The Third Stage of Pacing Awareness: The Shrinking Violet

It takes time and practice to learn how to pace efficiently. But sometimes, being too good at pacing can actually backfire and hinder an athlete from maintaining their full potential. ‘The Shrinking Violet’ is an athlete who has become so efficient at their pacing that they often underpace a workout and leave too much in the tank. These athletes typically know their numbers so well that they can tell you how many RPMs they should complete any Assault bike workout at, how many minutes they should rest between heavy squat sets, and how many sets of handstand push-ups they should do during a long chipper workout.

This knowledge isn’t necessarily bad, but it can prevent the athlete from working out at their full capacity – they stay away from ‘redlining’ and therefore are no longer aware of what a truly difficult pace is for them. Here are a couple strategies to help you learn how to pace outside of your comfort zone:

Option 1: Pre-determine a specific pace to hit on the machines or how quickly to cycle certain movements. 

Example: if you consistently bike at 63 RPMs, then try something like the following workout but at a higher-than-normal RPMs.

  • 10 rounds:
    • 6 burpees to a 6” target
    • 8 kb swings (70/53)
    • 10 Assault bike calories

The goal of this workout would be to move smoothly and efficiently through the burpees and kettlebell swings and then maintain 65+ RPMs for each round on the bike.

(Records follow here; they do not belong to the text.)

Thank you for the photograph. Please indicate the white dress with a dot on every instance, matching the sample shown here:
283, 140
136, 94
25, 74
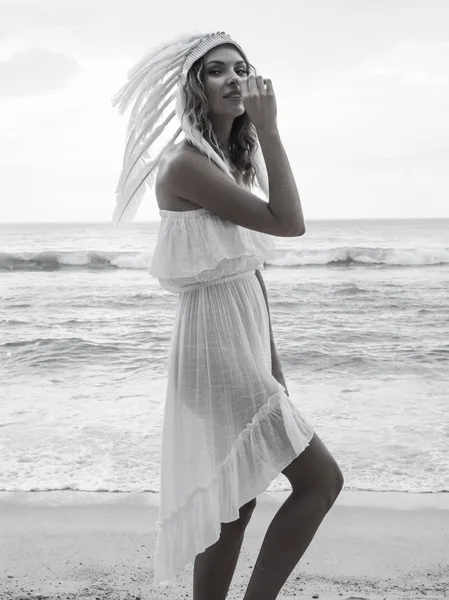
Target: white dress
229, 428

This will push you outside of your comfort zone and will probably hurt a lot more than you are used to, and may even result in you blowing up, but it will give you an opportunity to test just where your capacity lies and recalculate if necessary.

Option 2: Regularly include “messy” CrossFit workouts in your training. 

Sometimes it’s easy to spend too much time focusing on building up one’s capacity in running or rowing, strict gymnastics, or barbell cycling, but then shying away from incorporating all of these components together in classic CrossFit-style workouts. Sometimes the simplest couplets or triplets can be the most painful and effective. Take the following workout for example:

  • 10 min AMRAP:
    • 3-6-9-12…power cleans (115/75)
    • 4-8-12-16…bar-facing burpees

This is a great way to practice working outside of your comfort zone because even if you start off pacing this workout well, it will start to get uncomfortable and you will have to adjust your pacing strategy based on how you feel.